The simulated noise on the victim line, using the three different termination options on the guard trace: open ends, shorted ends and terminated ends, was analyzed and is shown in Figure 1.

Fig 1

In microstrip, there is no advantage in using a guard trace, and with a termination other than 50 Ohms on the guard trace, the victim noise is actually worse with the guard trace.

The same analysis can be done for stripline. The near end cross talk without a guard trace and tightly spaced in stripline is 5%. This is a lot. But again, just pulling the traces far enough apart to fit the guard trace, reduces the coupling on the victim line to 0.3%, below any typical digital cross talk spec.

When the guard trace is added, its impact is different for the near or far end noise. Figure 2 shows the simulated behaviors with three different terminations on the guard trace in stripline.

Fig 2

In stripline, there is a dramatic reduction in the NEXT with no additional hit to far end cross talk, using a guard trace with its ends shorted to the return paths. This is recommended condition.

However, the NEXT is already as low as 0.3% with no guard trace.
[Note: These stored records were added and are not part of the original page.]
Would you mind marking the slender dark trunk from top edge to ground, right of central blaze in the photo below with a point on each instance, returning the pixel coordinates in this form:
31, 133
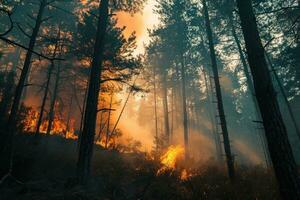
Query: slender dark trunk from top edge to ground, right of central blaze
227, 148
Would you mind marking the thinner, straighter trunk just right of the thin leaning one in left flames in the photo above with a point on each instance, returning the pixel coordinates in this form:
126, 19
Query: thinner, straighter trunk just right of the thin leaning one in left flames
53, 100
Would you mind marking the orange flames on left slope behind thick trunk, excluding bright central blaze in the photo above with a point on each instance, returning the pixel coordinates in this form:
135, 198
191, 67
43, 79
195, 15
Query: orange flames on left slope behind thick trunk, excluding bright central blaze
106, 138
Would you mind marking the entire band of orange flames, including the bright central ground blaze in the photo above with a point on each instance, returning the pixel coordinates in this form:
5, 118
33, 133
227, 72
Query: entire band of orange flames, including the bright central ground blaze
170, 159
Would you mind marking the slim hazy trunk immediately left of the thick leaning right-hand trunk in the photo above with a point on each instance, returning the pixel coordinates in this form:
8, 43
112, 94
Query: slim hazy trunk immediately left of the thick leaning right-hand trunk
250, 85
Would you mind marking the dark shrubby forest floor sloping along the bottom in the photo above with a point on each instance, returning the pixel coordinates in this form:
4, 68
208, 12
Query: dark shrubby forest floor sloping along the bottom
46, 171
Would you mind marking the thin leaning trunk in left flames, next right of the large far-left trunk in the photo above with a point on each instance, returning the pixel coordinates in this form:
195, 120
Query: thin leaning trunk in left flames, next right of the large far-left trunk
50, 69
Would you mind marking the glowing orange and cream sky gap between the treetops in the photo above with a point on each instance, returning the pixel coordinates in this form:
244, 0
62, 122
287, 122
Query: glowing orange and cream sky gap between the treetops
140, 23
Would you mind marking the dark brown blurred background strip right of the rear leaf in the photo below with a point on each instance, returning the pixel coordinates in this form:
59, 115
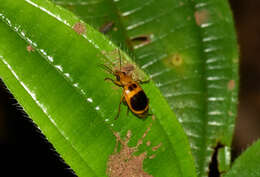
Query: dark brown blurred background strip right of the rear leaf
246, 14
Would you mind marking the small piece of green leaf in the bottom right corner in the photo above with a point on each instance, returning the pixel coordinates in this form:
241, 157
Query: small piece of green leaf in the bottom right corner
247, 164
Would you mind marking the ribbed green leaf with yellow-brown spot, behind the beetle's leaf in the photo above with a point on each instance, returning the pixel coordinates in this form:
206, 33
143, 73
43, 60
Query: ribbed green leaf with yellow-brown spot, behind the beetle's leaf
189, 49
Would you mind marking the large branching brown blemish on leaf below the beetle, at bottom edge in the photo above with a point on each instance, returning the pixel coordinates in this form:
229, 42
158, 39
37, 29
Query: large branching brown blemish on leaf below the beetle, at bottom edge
124, 163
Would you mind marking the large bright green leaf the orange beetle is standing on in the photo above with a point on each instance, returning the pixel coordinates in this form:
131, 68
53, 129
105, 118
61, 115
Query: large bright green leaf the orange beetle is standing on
49, 61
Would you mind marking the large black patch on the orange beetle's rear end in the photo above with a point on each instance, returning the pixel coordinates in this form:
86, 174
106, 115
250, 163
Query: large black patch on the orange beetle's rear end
139, 101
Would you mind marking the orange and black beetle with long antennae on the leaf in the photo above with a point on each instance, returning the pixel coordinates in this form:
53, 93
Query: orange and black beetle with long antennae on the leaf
133, 94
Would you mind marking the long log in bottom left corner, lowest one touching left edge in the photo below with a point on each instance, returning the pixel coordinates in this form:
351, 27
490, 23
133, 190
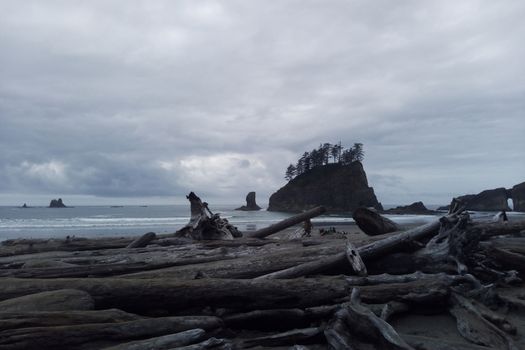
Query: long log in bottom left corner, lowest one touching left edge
67, 337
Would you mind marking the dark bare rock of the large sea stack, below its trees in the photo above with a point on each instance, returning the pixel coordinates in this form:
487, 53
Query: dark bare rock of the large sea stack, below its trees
335, 186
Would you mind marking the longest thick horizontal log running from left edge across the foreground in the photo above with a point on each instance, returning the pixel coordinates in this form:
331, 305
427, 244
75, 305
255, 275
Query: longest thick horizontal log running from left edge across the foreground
158, 296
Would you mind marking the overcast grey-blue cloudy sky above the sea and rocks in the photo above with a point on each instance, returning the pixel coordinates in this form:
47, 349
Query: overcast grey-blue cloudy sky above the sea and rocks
141, 102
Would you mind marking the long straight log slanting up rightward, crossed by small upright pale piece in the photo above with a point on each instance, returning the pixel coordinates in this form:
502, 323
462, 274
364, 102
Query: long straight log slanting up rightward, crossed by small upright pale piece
369, 251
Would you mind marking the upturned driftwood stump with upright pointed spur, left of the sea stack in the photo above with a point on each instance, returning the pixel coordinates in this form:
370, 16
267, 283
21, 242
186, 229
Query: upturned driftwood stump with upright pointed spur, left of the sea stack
204, 224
And if the guard trace were kept open at the ends, it would actually increase the cross talk on the victim trace.

Conclusion

In all digital applications, a typical acceptable level of near end cross talk is on the order of 2.5%. A NEXT below 1% can be achieved by just increasing the spacing between the victim and aggressor and not adding a guard trace.

In microstrip if a guard trace is added and left open or shorted at the ends, the cross talk with the guard trace is higher than if the guard trace was left out.

In stripline a guard trace shorted at the ends will reduce the cross talk from 0.3% to less than 0.02%. But, if the guard trace is left open or terminated with 50 Ohms, the NEXT and FEXT will be higher with the guard trace than without.

If you need less than 1% cross talk, consider using stripline. If you need less than 0.3%, use as large a spacing between the aggressor and victim line as practical. Use a 2D field solver to determine how much cross talk you have without a guard trace.

The risk of using a guard trace is that if it is not implemented exactly the right way, the resulting noise on the victim line can often be higher than if the guard trace is not added. Given the potential danger of miscommunication between the hardware designer and the layout engineer, there is a high risk a guard trace will not be implemented correctly. And never, ever, use a guard trace without first doing your own analysis. Just throwing metal at the problem may make it worse, not better.